What would you sacrifice, to save everything you’ve ever known or loved?
What happens when what you need to sacrifice is… everything you’ve ever known or loved?
It’s this question that plagues the heroes and villains of Empire Ascendant.
In the first book in this series, The Mirror Empire, rifts opened between parallel universes, and the people of the world called Raisa found their countries overrun by their own dopplegangers, each of them fleeing epic environmental and magical catastrophes on their own worlds. The catch? Your double can’t flee to an alternate world unless their counterpart on the other side – you – is already dead.
Cue the backstabbing.
While The Mirror Empire focused on bringing together our merry band of assassins and pacifists, rebels and blood mages, to face the coming threat, the big idea behind Empire Ascendant was to explore what would happen when a far superior hierarchical force finally confronted a small, pacifist country with no real central leadership.

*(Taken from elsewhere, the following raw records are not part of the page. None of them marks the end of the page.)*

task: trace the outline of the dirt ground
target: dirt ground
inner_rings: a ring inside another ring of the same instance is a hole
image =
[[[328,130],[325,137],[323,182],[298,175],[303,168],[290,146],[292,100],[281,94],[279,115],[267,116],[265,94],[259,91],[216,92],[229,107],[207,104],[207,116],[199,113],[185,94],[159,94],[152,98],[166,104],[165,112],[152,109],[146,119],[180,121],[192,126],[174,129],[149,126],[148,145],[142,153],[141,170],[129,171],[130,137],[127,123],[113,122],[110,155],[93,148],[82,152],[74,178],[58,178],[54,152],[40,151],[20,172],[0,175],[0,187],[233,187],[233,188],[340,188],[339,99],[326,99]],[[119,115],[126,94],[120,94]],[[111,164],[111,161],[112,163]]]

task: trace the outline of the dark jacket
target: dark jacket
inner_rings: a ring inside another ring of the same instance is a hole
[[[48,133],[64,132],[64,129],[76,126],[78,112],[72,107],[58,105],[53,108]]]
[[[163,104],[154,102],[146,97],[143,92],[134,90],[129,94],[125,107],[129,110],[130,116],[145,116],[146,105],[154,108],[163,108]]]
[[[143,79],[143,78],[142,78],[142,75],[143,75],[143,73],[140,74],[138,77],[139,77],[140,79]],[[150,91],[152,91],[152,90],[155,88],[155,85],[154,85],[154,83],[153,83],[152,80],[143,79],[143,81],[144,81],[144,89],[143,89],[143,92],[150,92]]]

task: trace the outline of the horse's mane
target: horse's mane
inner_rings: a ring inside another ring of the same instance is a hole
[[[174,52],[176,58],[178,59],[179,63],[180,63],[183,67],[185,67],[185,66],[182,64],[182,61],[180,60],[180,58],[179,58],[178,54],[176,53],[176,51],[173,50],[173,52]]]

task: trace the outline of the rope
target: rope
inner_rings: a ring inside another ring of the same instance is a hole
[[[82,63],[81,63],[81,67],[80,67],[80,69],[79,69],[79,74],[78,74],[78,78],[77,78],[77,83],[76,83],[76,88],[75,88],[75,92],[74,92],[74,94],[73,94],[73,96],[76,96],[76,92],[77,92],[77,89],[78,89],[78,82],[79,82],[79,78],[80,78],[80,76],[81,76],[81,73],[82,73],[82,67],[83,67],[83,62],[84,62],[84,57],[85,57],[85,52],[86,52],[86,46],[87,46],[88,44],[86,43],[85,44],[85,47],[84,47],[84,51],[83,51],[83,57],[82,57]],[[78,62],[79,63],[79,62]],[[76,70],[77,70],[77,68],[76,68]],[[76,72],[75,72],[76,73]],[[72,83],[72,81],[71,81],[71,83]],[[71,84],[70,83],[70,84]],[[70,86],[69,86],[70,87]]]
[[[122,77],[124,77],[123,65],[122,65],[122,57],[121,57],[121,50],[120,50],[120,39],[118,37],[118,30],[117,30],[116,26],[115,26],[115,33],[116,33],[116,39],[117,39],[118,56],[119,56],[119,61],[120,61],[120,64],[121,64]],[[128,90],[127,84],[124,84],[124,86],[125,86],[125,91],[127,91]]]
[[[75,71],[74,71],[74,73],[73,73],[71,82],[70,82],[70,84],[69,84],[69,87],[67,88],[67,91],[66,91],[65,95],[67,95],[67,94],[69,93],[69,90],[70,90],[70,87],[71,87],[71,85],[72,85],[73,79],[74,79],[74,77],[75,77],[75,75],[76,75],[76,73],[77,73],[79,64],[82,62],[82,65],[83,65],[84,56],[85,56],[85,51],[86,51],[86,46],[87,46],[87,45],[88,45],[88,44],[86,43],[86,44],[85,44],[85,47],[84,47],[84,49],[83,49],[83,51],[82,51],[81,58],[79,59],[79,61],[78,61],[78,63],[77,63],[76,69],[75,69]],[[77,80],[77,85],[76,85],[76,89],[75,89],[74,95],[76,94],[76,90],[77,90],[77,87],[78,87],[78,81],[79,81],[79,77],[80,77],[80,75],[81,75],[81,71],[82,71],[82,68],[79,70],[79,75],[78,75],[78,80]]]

My academic background is in the history of war and resistance, and I drew deeply on this when developing the series.
We know that a larger, more technologically advanced force has huge advantages over a smaller, less organized one. But history also has plenty of examples of what can happen when a larger force tries to overwhelm a small, passionate group of people on their home turf (Vietnam, Iraq, every war in Afghanistan, the Revolutionary War). In Empire Ascendant I wanted to see how these overwhelmed societies would react, and chart what would end up being one world’s attempt to avert its own genocide.
What this means for the people in Empire Ascendant is that the tactics employed in this conflict must be more ruthless. The “rules” of war – whatever they may have been – are suspended or simply discarded. Wars of attrition rub off the façade of “just conflict” that we like to drape over the narrative of particular types of wars (especially those in which our own country is the aggressor), and reveal it for what it is: nasty, brutish, inhumane.
When you have everything to lose, you often find that you are tougher than you ever imagined. War is celebrated for this: go to war to learn what you’re really made of!
But are you the hero, or the villain?
In Empire Ascendant, every character can be both.
This is the story of your survival. And your destruction.